Today marks the 85th anniversary of Calvin Coolidge’s one and only inaugural address. Silent Cal had been president since 1923, assuming the office when Warren Harding died. But he won the job in his own right during the 1924 election, and his March 4 inauguration gave him a chance lay out his big argument for small government.
In his inaugural address — the first to be broadcast nationally on radio — Coolidge made some of the most famous (or perhaps notorious) statements of his political career. For instance, he offered a ringing indictment of excess taxation. “The collection of any taxes which are not absolutely required, which do not beyond reasonable doubt contribute to the public welfare, is only a species of legalized larceny,” he declared.
Strong stuff, that. In fact, the vehemence of Silent Cal’s rhetoric brings to mind some of the intemperate talk we hear from modern day Tea Partiers. Legalized larceny? Sounds a lot like tyranny to me.
But Coolidge was not, by nature or philosophy, an intemperate man. Nor was he an anti-government zealot — he was committed, for instance, to big government notions of law and order. He also displayed, especially while governor of Massachusetts, a certain amount of sympathy for progressive causes, including women’s rights and organized labor. (His crushing of the 1919 Boston Police Strike notwithstanding).
But taxes brought out some of Coolidge’s most impassioned rhetoric. He believed deeply, for instance, that property rights were crucial to political liberty. “Under this republic,” he declared, “the rewards of industry belong to those who earn them. The only constitutional tax is the tax which ministers to public necessity. The property of the country belongs to the people of the country. Their title is absolute.”
Coolidge urged lawmakers to move ahead with sweeping tax reduction. The nation had effectively demanded it, he argued, by giving Republicans control of both Congress and the White House. As the GOP moved ahead with its well-established program of economy, the party had a moral responsibility to put tax cuts front and center.
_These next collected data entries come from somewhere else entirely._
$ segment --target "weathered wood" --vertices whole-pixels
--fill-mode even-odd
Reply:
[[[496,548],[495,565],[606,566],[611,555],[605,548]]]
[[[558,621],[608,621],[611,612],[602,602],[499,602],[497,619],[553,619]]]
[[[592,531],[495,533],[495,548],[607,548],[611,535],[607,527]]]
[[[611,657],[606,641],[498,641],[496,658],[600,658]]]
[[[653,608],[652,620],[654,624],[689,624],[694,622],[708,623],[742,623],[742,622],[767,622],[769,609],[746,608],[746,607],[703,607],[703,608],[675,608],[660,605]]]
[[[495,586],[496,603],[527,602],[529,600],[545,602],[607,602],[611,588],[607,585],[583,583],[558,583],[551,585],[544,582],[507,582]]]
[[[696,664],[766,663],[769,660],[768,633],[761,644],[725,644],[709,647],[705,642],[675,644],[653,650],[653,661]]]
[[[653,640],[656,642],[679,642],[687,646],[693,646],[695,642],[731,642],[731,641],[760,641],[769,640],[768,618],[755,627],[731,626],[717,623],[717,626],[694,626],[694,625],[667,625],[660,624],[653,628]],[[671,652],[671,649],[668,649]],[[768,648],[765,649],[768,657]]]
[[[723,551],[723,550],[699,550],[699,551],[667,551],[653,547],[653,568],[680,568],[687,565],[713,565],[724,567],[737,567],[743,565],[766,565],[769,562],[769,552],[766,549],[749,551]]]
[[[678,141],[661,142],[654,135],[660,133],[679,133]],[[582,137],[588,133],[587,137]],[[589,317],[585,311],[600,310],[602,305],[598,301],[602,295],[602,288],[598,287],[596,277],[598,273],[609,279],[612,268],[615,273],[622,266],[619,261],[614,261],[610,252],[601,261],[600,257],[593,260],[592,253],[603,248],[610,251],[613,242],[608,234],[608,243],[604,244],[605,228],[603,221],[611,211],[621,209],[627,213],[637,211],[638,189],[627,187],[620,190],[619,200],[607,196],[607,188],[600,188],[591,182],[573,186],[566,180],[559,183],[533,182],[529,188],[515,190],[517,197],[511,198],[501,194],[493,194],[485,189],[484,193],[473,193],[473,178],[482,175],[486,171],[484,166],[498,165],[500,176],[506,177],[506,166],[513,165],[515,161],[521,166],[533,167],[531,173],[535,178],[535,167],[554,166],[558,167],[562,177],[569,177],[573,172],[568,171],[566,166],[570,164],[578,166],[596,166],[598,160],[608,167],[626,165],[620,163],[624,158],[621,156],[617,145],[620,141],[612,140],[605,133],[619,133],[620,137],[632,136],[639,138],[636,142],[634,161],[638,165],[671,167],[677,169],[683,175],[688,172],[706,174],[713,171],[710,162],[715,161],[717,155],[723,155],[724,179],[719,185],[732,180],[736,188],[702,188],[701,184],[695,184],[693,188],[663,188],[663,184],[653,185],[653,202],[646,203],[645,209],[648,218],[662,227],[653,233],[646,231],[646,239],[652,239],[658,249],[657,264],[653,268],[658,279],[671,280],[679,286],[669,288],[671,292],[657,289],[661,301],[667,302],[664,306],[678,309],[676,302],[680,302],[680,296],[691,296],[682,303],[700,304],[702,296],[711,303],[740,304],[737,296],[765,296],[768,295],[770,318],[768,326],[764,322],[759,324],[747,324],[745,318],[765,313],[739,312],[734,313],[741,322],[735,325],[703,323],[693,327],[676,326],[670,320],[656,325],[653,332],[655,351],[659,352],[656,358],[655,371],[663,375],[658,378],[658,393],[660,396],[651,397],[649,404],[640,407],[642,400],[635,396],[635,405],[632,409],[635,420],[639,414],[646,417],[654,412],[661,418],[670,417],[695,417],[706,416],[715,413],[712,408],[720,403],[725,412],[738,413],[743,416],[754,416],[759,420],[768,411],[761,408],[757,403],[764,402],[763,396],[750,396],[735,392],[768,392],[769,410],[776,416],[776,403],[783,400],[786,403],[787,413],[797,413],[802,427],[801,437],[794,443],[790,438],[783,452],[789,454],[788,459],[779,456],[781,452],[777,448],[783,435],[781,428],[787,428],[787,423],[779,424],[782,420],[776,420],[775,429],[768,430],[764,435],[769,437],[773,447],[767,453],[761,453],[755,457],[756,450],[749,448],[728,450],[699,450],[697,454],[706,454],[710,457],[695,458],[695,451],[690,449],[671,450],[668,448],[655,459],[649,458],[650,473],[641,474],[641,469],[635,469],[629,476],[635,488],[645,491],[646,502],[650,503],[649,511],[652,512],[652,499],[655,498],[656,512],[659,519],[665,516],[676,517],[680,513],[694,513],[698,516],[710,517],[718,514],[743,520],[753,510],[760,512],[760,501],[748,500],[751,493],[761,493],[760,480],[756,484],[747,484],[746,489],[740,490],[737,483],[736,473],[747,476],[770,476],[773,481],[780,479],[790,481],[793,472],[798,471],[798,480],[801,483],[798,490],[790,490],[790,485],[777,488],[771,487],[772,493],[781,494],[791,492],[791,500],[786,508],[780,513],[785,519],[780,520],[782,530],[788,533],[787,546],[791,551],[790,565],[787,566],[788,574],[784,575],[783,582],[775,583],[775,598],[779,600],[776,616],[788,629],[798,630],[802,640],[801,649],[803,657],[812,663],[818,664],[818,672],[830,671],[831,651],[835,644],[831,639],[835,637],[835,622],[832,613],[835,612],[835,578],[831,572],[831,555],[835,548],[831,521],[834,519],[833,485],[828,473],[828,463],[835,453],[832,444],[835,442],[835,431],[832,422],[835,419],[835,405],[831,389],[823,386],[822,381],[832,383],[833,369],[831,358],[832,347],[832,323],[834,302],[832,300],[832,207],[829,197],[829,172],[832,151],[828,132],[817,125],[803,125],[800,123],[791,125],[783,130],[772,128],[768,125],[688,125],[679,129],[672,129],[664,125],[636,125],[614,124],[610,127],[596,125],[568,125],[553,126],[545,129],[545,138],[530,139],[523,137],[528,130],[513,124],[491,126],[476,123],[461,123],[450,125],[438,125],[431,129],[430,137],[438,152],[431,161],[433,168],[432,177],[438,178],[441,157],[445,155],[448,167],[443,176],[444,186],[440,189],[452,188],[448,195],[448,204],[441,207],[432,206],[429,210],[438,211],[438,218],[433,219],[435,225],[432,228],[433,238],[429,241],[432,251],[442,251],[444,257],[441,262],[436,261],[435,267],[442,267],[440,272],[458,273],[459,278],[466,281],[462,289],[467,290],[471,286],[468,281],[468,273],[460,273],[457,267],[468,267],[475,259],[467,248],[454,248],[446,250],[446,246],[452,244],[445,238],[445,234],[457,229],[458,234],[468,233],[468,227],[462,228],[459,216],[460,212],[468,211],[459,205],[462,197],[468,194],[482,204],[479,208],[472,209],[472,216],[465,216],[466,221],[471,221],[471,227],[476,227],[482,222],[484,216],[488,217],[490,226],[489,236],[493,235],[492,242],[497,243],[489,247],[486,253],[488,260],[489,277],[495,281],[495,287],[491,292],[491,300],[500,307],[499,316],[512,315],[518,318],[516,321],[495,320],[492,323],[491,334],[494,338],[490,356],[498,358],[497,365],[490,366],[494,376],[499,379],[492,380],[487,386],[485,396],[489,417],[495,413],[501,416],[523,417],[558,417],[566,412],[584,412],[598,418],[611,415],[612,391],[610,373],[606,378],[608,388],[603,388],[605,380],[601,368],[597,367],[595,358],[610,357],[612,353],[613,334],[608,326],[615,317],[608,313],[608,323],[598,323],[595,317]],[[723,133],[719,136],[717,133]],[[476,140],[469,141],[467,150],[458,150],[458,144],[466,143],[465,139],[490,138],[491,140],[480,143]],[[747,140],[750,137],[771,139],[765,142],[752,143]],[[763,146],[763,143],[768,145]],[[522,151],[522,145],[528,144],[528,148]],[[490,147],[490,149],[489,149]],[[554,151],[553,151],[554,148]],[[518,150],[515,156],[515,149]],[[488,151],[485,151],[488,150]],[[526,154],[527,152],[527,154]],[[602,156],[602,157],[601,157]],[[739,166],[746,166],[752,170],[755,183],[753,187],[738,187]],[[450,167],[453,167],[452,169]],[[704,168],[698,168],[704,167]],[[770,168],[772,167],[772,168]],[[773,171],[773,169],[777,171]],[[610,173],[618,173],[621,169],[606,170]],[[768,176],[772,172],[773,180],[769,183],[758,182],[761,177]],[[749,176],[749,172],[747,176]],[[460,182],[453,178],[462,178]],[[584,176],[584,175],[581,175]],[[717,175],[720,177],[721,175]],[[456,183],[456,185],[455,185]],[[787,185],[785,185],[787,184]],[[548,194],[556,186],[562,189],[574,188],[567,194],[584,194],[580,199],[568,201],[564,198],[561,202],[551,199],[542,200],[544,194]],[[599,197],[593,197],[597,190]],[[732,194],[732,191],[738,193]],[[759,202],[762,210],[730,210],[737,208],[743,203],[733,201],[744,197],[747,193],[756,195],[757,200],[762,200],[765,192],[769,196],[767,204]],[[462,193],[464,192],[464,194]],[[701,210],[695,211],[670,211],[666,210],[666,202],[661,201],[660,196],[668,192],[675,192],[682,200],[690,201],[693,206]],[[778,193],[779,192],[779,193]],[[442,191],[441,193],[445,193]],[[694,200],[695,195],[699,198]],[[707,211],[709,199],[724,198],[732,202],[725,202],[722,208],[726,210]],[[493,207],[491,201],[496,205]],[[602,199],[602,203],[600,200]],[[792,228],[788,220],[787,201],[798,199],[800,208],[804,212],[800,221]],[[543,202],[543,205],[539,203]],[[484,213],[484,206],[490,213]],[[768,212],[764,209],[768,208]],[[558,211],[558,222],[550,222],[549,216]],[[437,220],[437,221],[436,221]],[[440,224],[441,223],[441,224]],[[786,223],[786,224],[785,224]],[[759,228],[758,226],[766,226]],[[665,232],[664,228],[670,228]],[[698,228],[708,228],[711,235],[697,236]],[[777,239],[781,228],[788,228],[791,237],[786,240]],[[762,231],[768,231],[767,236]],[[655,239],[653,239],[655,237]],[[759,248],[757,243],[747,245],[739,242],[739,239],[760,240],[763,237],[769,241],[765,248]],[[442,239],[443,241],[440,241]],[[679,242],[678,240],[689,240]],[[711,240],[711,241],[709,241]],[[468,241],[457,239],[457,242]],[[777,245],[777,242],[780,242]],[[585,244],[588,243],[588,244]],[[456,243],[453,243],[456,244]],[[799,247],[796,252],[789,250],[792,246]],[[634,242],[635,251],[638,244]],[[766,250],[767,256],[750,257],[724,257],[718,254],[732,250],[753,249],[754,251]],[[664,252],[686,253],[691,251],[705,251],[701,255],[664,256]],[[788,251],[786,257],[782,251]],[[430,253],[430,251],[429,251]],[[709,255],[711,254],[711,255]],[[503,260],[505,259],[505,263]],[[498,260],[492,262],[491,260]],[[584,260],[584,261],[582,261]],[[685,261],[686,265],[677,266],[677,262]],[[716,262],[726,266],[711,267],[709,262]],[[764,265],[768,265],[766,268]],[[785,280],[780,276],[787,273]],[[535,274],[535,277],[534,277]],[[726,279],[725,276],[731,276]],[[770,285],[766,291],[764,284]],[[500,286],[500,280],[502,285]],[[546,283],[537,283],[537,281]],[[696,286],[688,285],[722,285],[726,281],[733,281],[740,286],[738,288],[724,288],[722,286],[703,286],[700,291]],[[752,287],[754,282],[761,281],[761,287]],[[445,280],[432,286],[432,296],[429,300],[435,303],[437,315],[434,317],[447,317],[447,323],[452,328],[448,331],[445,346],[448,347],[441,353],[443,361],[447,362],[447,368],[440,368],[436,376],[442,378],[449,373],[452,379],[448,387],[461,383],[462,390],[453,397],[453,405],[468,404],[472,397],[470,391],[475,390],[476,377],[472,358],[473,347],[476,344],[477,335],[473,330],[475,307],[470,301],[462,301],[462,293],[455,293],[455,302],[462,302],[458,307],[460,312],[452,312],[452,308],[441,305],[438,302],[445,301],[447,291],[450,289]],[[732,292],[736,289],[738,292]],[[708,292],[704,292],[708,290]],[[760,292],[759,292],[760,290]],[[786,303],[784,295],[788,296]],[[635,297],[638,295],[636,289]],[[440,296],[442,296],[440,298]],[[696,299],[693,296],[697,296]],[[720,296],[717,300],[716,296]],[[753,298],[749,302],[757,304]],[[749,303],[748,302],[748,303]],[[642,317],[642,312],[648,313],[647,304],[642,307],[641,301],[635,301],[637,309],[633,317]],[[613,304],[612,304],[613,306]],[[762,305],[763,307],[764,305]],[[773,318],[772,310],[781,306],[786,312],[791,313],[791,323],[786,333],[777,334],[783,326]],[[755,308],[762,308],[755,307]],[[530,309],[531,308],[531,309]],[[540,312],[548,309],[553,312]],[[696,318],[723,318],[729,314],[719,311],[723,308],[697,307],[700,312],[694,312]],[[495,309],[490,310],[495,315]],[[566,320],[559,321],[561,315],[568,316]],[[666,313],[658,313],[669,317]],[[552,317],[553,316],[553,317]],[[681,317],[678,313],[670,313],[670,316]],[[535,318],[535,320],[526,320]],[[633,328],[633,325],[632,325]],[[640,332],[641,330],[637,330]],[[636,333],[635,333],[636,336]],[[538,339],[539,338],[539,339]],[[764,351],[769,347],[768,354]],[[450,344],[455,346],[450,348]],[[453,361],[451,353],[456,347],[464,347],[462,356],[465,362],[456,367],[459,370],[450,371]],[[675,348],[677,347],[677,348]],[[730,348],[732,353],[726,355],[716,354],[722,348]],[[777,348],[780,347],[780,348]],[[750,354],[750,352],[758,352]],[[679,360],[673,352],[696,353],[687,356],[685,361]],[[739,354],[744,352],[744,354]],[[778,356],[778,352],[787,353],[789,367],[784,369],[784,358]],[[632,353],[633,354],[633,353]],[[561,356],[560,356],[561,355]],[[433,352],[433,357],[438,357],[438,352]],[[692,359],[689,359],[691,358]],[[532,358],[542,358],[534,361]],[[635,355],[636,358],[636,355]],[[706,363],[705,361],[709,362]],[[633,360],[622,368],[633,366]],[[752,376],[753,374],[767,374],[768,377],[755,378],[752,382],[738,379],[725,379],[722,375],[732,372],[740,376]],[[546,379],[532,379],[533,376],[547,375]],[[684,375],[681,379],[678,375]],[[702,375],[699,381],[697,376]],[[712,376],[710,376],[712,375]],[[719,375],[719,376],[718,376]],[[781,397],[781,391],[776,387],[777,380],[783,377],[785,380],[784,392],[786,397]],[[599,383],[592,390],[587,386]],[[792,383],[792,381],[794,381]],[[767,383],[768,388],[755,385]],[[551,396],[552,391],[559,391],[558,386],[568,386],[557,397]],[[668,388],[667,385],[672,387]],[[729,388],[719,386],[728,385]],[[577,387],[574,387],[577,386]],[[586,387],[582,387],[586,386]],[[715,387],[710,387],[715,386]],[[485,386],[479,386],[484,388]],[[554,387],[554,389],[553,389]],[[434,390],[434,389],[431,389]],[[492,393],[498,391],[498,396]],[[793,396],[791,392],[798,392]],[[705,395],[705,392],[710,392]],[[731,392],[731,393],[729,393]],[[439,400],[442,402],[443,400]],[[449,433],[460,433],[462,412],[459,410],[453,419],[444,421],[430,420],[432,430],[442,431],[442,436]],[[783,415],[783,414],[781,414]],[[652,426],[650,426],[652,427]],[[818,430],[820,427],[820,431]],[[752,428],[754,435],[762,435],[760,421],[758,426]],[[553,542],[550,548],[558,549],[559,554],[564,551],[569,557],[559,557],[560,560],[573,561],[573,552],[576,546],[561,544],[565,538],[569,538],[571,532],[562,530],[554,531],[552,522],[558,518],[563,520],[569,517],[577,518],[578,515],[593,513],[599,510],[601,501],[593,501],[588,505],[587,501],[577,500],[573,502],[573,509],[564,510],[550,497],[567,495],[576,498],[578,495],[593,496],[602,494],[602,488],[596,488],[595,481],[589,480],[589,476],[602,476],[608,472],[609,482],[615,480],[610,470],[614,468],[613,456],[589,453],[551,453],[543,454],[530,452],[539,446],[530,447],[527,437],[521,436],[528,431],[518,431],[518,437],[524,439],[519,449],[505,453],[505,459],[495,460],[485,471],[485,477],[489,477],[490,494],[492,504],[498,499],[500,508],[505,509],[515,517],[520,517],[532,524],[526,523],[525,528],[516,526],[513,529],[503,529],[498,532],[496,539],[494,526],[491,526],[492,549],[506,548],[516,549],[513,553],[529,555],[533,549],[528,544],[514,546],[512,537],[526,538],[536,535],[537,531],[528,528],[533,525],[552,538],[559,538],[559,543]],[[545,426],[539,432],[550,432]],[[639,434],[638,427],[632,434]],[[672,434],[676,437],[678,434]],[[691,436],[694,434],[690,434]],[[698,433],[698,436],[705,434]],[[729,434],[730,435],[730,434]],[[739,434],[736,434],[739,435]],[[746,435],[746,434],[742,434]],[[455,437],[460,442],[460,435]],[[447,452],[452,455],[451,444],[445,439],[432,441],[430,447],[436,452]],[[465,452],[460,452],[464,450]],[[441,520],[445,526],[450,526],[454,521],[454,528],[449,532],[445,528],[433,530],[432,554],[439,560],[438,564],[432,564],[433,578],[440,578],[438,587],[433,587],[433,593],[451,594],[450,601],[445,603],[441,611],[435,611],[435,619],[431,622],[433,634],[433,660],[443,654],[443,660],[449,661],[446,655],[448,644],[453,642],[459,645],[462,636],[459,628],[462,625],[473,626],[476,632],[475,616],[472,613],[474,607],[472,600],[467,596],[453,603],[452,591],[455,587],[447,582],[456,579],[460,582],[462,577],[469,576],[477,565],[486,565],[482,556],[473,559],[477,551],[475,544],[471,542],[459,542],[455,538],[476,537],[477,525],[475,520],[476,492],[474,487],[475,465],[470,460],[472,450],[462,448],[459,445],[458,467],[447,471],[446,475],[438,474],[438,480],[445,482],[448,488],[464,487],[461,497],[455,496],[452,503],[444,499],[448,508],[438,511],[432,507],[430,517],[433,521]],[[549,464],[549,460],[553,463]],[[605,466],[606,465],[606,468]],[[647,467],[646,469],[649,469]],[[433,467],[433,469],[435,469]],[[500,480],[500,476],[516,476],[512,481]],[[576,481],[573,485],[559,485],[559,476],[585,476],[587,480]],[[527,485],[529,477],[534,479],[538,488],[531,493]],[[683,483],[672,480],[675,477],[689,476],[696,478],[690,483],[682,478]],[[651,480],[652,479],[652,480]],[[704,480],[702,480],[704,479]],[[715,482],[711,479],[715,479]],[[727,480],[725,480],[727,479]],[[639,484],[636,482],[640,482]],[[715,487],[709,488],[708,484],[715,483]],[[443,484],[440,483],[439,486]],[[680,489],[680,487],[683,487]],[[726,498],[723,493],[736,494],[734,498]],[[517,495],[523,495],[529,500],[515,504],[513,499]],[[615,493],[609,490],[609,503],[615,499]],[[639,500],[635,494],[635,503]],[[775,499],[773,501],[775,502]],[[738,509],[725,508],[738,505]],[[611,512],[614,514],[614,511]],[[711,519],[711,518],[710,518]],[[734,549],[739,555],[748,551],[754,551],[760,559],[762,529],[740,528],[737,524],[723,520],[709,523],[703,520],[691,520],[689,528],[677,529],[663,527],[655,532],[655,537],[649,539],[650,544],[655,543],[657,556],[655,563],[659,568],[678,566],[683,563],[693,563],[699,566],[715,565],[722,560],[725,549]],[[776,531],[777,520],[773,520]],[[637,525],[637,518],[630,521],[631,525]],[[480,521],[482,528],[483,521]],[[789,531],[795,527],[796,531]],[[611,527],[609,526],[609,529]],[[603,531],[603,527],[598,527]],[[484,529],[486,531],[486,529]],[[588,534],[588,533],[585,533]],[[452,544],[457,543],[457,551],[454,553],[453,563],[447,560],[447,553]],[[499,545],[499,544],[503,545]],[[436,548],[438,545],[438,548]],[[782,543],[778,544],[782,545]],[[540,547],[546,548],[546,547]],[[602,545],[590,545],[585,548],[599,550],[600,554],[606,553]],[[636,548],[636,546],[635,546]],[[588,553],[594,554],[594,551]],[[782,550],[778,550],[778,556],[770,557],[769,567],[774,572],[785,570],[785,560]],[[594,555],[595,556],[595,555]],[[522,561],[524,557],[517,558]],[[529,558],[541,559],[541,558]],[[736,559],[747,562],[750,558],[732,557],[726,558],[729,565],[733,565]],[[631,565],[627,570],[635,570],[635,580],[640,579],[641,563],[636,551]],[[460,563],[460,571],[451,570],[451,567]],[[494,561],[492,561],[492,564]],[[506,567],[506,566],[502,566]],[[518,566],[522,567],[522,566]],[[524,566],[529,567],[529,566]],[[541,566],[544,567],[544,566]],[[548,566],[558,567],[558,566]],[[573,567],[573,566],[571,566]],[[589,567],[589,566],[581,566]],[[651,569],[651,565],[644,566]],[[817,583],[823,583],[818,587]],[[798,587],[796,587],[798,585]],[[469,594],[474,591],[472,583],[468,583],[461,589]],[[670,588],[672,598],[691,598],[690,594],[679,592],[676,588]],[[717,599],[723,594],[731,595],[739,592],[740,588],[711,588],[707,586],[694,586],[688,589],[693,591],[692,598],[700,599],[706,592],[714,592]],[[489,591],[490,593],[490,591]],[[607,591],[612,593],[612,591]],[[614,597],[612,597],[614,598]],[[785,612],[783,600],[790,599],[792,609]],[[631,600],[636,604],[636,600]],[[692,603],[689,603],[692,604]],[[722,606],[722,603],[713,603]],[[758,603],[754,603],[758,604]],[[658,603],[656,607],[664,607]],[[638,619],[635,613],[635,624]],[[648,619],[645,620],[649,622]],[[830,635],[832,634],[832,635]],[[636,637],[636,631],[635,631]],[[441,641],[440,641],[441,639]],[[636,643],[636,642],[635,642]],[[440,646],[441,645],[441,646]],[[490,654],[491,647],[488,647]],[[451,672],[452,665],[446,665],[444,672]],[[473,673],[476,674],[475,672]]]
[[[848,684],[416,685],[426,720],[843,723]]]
The time is arriving when we can have further tax reduction, when, unless we wish to hamper the people in their right to earn a living, we must have tax reform. The method of raising revenue ought not to impede the transaction of business; it ought to encourage it. I am opposed to extremely high rates, because they produce little or no revenue, because they are bad for the country, and, finally, because they are wrong. We can not finance the country, we can not improve social conditions, through any system of injustice, even if we attempt to inflict it upon the rich. Those who suffer the most harm will be the poor. This country believes in prosperity. It is absurd to suppose that it is envious of those who are already prosperous. The wise and correct course to follow in taxation and all other economic legislation is not to destroy those who have already secured success but to create conditions under which every one will have a better chance to be successful. The verdict of the country has been given on this question. That verdict stands. We shall do well to heed it.